Die 38-Jährige sagt: „Gott hat uns geholfen. Der hat gesagt, das reicht, die gehören da nicht hin.“ Ihre fünf Kinder im Alter von 9 bis 17 Jahren leben nun wieder in der Region. Die ehemals entführten Kinder gehen wieder in die Klassenverbände, aus denen sie gerissen wurden.

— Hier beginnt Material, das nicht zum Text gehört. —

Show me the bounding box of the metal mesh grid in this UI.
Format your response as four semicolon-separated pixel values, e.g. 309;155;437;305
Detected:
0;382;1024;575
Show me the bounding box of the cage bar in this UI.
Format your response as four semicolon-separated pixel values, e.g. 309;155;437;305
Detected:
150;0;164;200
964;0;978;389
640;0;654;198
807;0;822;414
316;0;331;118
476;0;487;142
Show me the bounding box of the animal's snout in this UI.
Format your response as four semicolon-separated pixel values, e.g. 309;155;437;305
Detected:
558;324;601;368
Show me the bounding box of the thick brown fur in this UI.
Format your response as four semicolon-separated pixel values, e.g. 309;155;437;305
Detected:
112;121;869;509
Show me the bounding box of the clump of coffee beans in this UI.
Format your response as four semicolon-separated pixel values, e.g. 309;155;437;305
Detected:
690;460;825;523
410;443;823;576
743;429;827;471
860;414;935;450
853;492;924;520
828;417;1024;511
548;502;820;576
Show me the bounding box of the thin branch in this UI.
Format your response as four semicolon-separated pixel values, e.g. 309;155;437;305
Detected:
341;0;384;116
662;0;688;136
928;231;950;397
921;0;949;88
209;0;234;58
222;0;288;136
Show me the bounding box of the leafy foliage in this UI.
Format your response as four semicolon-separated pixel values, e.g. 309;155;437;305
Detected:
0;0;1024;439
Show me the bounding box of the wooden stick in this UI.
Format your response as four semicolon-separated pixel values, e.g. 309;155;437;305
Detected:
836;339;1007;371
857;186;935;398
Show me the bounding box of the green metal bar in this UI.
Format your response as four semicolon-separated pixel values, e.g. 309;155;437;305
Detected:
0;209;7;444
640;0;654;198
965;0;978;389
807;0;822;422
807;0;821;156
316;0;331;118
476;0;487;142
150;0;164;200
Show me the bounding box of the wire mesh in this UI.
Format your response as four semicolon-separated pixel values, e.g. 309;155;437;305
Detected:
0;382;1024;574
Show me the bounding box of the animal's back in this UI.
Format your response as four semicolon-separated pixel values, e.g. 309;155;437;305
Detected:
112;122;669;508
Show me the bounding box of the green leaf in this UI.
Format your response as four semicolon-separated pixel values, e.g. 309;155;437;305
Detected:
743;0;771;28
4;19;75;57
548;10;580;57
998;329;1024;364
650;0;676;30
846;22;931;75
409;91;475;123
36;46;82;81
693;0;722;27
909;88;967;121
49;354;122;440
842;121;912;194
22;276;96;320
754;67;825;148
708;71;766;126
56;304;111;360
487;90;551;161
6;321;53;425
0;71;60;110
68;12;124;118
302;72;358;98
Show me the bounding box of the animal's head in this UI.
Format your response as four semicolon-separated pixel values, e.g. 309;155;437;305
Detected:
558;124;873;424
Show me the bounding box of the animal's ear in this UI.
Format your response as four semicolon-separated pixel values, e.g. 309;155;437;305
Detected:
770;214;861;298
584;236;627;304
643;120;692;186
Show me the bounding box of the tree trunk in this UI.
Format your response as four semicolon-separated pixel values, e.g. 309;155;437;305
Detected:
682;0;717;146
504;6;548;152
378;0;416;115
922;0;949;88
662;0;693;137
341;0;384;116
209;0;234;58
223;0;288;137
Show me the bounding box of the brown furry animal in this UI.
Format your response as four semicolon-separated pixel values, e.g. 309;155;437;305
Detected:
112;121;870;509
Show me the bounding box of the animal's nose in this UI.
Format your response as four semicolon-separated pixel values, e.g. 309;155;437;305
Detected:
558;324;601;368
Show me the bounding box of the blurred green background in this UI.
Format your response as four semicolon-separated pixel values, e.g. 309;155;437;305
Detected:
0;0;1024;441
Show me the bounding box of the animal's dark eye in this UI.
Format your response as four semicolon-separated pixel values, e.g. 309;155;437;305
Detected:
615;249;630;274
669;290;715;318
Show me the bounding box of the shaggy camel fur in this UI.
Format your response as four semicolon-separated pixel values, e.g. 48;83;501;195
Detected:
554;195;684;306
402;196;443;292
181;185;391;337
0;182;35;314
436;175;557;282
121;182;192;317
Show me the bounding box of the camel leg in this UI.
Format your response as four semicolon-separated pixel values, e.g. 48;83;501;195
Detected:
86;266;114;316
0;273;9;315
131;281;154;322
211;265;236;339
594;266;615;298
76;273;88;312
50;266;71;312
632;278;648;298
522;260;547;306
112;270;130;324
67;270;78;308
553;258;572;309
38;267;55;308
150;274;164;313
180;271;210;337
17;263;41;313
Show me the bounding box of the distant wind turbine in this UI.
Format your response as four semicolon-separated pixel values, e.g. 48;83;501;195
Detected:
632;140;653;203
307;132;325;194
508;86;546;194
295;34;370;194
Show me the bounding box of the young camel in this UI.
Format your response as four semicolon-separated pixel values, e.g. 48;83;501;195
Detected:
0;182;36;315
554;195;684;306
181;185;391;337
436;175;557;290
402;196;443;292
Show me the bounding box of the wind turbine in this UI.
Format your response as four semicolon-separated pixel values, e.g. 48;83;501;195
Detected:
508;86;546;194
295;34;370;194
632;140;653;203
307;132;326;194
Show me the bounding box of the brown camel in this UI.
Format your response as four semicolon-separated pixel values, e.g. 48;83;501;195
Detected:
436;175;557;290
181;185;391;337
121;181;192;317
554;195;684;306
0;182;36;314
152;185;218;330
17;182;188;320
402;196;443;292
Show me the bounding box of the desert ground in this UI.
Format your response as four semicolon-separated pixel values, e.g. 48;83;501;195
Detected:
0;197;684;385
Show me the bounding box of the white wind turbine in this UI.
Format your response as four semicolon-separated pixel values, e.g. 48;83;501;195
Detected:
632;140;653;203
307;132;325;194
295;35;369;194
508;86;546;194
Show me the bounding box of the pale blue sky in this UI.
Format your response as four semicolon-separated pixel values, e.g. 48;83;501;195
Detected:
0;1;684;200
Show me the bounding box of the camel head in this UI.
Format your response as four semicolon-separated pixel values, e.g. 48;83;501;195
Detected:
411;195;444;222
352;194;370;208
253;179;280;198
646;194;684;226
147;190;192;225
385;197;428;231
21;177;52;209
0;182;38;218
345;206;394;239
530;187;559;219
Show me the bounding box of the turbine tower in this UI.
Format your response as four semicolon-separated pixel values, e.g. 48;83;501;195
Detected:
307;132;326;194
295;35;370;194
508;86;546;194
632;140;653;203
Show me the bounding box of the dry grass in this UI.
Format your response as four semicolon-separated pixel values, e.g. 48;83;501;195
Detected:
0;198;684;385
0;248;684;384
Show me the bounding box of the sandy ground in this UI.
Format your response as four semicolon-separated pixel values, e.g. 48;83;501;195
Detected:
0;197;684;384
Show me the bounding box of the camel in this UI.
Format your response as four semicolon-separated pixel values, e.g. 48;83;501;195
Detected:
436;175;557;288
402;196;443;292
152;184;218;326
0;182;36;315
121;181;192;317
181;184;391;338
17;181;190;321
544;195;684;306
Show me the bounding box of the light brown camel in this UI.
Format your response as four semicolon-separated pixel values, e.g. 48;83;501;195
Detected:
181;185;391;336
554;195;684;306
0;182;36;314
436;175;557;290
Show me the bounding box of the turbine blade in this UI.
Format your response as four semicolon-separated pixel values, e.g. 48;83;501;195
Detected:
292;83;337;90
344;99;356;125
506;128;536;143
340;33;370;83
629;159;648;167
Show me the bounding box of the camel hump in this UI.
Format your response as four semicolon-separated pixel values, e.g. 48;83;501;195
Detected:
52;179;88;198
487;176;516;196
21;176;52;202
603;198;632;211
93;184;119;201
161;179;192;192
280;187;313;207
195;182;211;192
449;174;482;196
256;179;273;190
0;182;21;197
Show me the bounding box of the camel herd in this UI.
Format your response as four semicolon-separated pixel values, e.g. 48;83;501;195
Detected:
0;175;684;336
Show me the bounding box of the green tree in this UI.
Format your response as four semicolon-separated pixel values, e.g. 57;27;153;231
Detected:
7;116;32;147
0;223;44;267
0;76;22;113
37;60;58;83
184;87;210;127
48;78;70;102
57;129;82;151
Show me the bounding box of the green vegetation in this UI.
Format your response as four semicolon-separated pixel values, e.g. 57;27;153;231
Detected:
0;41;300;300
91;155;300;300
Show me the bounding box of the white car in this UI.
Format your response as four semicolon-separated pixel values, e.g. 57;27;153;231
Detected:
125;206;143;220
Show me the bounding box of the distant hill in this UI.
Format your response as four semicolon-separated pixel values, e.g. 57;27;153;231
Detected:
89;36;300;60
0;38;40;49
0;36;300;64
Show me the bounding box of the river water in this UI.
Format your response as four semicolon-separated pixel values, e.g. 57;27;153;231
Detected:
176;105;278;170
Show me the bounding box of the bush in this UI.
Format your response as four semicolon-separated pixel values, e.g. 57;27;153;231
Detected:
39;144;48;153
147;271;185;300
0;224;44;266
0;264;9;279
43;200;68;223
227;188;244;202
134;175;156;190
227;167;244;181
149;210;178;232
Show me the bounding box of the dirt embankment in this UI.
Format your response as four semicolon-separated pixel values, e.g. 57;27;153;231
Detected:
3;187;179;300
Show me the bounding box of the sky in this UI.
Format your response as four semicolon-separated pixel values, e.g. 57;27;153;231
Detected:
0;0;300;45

Monatelang hatte Schiare Ghazi Kret um vier ihrer Kinder, drei Mädchen, ein Junge, gebangt. Der Ehemann hatte sie über das Ohr gehauen. Er gaukelte ihr vor, Urlaub mit den Kindern zu machen. Dafür gab sie ihre Unterschrift. Der Mann aber nahm die Kinder und kam nicht wieder. Er ging mit ihnen in den Irak.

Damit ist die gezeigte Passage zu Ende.